Thailand has taken an important step towards ending its ivory trade, but it is only a beginning. Prime Minister Yingluck Shinawatra promised last weekend to start working with the legislature to ban the trade in a speech at the Convention on the International Trade in Endangered Species of Fauna and Flora (CITES), which was attended by representatives from 178 countries. This was the first time a Thai official publicly pledged to ban the ivory trade.
Thailand currently permits the purchase and sale of ivory from domesticated local elephants. Yingluck said she would begin to act on her pledge with stronger local controls on Thailand’s internal trade and the flow of African ivory into her country by registering domestic elephants and ivory products. The next stage, she told the conference, would be to bring Thailand’s laws into line with international norms by ending the ivory trade altogether.
Yingluck said a ban would “help protect all forms of elephants including Thailand’s wild and domestic elephants and those from Africa.” An effective Thai ban on ivory could substantially reduce poaching since Thailand has one of the world’s largest ivory markets. In the last 14 months poachers killed over 32,000 elephants, more than at any time in recent decades. According to the BBC, “between 50 and 100 African elephants are killed every day for their ivory.”
These numbers confirm the World Wildlife Fund’s assertion that there is “a global poaching crisis that is leading to the slaughter of tens of thousands of elephants each year and fueling a global criminal trade in animal parts.” Though CITES outlaws the trade it is thriving in the unregulated markets of Thailand, Nigeria and the Democratic Republic of Congo.
Thailand faces a long road to closing down its ivory trade. Yingluck’s speech was a start, but “the fight to stop wildlife crime and shut down Thailand’s ivory markets is not over,” says Carlos Drews of WWF. “Prime Minister Shinawatra now needs to provide a timeline for this ban and ensure that it takes place as a matter of urgency, because the slaughter of elephants continues.” Environmental Investigation Agency executive director Mary Rice agrees: “I’m not opening the Champagne yet.”
Rice has a point. The deputy director of Thailand’s Department of Parks and Wildlife said that banning the ivory trade is a long-term goal that might happen “step by step in the future — maybe.” That does not inspire confidence that Yingluck’s words will lead to new laws.

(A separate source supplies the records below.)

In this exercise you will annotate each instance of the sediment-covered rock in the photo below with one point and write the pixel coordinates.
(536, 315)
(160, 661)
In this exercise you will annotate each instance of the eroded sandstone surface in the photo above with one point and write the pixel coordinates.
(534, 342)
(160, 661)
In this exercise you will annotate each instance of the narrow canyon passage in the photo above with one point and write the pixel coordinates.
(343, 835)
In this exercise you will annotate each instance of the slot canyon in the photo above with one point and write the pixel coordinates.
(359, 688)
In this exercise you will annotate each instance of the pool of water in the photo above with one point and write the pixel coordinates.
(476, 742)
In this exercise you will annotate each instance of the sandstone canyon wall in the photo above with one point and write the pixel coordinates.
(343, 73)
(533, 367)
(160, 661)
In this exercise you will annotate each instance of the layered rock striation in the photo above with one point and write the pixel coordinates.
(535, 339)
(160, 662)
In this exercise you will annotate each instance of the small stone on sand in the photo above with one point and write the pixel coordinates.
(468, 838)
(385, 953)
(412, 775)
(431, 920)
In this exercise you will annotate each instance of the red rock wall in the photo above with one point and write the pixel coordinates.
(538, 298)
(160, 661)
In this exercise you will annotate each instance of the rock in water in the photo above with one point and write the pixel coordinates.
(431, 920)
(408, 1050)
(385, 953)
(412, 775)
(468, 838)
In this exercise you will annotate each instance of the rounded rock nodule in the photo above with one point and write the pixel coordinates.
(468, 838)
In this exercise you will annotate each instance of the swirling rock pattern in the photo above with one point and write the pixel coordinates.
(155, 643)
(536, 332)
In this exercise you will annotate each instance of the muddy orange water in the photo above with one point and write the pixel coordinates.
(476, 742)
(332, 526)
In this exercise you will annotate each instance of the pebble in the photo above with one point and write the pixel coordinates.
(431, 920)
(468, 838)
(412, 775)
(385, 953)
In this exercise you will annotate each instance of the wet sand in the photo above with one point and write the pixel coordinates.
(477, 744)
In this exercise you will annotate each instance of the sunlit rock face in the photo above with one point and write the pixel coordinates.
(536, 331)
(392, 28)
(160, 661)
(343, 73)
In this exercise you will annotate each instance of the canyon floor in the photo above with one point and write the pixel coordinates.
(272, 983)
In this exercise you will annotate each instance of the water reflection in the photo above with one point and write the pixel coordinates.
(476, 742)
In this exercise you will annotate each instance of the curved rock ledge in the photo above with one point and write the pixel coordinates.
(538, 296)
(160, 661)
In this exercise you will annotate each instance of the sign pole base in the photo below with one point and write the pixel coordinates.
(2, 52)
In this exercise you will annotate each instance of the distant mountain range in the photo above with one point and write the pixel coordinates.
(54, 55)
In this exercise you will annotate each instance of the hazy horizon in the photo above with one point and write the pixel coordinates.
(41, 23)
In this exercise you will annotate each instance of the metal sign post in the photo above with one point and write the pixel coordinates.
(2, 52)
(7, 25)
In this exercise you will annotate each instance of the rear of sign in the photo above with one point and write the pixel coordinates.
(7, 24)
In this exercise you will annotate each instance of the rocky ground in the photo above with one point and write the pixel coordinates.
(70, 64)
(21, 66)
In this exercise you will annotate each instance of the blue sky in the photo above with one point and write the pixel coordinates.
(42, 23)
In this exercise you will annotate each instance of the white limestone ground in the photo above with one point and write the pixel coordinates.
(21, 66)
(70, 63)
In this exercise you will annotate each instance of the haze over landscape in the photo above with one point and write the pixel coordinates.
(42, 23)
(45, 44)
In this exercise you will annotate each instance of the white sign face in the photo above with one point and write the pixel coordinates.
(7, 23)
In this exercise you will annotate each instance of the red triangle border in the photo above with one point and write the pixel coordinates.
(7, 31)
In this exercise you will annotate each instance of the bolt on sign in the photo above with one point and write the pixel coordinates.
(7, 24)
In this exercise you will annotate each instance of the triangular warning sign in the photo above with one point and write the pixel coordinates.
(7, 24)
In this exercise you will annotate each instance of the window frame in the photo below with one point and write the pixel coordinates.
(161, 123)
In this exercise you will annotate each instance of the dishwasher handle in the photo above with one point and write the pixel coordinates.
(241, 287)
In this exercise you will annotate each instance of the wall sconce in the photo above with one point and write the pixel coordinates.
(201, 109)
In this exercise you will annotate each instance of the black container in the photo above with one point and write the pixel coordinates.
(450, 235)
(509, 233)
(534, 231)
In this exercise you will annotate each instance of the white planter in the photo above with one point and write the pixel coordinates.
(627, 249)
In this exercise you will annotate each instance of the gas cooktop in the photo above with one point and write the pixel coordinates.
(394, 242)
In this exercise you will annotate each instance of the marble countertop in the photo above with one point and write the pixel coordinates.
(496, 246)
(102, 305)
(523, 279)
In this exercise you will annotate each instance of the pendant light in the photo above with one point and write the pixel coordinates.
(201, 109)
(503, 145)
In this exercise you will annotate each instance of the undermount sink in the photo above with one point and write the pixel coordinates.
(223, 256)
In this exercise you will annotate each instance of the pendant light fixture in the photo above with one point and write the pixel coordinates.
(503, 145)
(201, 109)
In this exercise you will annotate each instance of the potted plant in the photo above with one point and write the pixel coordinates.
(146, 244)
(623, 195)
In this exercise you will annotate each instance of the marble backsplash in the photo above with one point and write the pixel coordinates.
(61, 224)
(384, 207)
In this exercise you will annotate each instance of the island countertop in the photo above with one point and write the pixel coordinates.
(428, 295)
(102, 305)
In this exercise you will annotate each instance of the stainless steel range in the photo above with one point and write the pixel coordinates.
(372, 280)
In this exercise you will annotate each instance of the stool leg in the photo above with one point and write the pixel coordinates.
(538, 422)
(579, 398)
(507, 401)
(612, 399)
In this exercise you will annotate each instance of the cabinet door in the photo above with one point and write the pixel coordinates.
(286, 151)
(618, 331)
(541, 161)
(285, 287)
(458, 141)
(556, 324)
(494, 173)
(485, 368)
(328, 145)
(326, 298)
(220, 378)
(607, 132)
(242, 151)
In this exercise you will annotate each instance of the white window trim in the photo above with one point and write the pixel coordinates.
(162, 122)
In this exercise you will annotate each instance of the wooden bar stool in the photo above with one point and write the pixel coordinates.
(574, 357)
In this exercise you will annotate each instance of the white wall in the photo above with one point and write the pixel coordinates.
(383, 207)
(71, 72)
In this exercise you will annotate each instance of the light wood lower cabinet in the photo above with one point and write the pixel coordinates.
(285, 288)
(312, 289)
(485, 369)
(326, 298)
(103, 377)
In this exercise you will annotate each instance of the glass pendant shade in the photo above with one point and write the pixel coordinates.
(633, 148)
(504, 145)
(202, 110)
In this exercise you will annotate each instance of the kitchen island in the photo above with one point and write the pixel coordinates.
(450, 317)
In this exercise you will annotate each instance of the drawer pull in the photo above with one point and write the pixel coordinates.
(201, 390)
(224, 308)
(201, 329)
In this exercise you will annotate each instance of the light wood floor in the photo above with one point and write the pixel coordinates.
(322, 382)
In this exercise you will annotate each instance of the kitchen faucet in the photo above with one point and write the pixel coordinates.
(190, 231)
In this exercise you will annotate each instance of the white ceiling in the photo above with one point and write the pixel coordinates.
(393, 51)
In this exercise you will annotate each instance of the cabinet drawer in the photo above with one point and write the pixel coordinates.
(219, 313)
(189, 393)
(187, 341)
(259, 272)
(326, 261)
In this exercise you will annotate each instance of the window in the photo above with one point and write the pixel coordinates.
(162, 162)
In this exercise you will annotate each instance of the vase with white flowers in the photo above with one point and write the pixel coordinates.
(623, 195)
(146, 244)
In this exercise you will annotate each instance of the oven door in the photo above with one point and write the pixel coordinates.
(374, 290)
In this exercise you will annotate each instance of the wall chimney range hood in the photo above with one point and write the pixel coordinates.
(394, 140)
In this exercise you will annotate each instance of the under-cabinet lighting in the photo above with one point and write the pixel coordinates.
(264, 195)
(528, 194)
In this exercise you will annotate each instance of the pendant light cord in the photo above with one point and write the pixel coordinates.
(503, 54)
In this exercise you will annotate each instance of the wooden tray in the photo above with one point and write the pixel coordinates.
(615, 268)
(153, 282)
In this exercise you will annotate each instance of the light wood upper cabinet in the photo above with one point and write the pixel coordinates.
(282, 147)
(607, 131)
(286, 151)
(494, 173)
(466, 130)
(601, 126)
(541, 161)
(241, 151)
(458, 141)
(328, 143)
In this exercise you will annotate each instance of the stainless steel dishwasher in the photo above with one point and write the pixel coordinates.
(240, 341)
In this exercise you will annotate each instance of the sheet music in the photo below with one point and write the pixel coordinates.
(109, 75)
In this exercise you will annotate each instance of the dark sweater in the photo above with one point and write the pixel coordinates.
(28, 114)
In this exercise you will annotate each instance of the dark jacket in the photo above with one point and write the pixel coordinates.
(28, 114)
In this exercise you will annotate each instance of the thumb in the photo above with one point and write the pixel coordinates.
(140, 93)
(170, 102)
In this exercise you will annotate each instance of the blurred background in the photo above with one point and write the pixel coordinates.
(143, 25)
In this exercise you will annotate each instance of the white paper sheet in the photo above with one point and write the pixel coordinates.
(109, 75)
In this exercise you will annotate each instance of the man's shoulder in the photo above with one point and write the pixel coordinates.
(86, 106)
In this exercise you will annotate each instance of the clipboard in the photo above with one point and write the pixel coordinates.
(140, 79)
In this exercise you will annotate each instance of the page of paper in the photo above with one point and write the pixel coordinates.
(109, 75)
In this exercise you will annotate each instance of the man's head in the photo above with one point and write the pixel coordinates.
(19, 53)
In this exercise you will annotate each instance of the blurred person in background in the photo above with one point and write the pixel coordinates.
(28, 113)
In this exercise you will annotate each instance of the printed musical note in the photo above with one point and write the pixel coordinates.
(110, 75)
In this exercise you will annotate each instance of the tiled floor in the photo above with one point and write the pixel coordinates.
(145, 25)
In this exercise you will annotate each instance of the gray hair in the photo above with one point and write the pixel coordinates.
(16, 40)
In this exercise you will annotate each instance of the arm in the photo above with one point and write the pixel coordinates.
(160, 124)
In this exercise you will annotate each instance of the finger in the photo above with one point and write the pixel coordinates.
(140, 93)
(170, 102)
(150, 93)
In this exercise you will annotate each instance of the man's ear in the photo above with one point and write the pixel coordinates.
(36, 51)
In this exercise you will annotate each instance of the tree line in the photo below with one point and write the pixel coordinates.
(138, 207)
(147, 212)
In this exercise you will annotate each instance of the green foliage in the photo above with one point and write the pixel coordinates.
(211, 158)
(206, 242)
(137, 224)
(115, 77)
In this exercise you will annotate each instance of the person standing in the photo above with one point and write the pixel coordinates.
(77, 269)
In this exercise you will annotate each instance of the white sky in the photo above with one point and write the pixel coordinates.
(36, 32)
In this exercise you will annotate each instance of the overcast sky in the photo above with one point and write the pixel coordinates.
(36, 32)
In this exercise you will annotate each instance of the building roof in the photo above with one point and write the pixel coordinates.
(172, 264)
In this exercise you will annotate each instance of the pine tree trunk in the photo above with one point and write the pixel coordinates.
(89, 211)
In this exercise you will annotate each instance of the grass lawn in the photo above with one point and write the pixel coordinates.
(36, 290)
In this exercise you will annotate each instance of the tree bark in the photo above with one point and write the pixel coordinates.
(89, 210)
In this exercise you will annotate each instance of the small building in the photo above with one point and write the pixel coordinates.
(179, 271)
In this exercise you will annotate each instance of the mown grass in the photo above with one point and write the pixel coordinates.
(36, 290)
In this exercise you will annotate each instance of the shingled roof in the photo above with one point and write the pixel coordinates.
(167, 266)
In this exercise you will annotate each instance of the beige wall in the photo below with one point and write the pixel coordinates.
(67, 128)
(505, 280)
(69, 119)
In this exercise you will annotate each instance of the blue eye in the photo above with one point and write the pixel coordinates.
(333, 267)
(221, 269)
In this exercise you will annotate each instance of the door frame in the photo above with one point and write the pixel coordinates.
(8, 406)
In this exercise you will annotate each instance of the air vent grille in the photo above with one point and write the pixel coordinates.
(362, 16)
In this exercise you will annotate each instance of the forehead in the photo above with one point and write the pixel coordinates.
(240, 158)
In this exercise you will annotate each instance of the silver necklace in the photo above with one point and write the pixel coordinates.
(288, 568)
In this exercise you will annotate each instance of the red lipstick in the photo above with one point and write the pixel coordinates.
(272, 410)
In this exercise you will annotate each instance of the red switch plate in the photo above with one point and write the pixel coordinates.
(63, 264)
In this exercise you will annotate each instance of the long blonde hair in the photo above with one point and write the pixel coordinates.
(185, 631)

Thailand already prohibits the purchase and sale of ivory from wild elephants, but a loophole allowing trade in domesticated local elephant parts gives poachers plenty of room to do business by claiming all their ivory is local.
Even if Thailand implements the laws Yingluck promised, enforcement will be challenging. The Executive Director of the United Nations Environment Program, Achim Steiner, said that wildlife trafficking
in a terrible way has become a trade and a business of enormous proportions — a billion-dollar trade in wildlife species that is analogous to that of the trade in drugs and arms. This is not a small matter. It is driven by a conglomerate of crime syndicates across borders.
CITES Director-General John Scanlon agreed that criminal syndicates smuggle animal parts across borders, and said that their killing of African elephants and rhinos is one of CITES’ main concerns. But he is optimistic about shutting the law-breakers down. He said that the world already knows how to stop the criminals; “we now need the collective will.”
Unfortunately, CITES members rejected a bid to end the ivory trade on Thursday.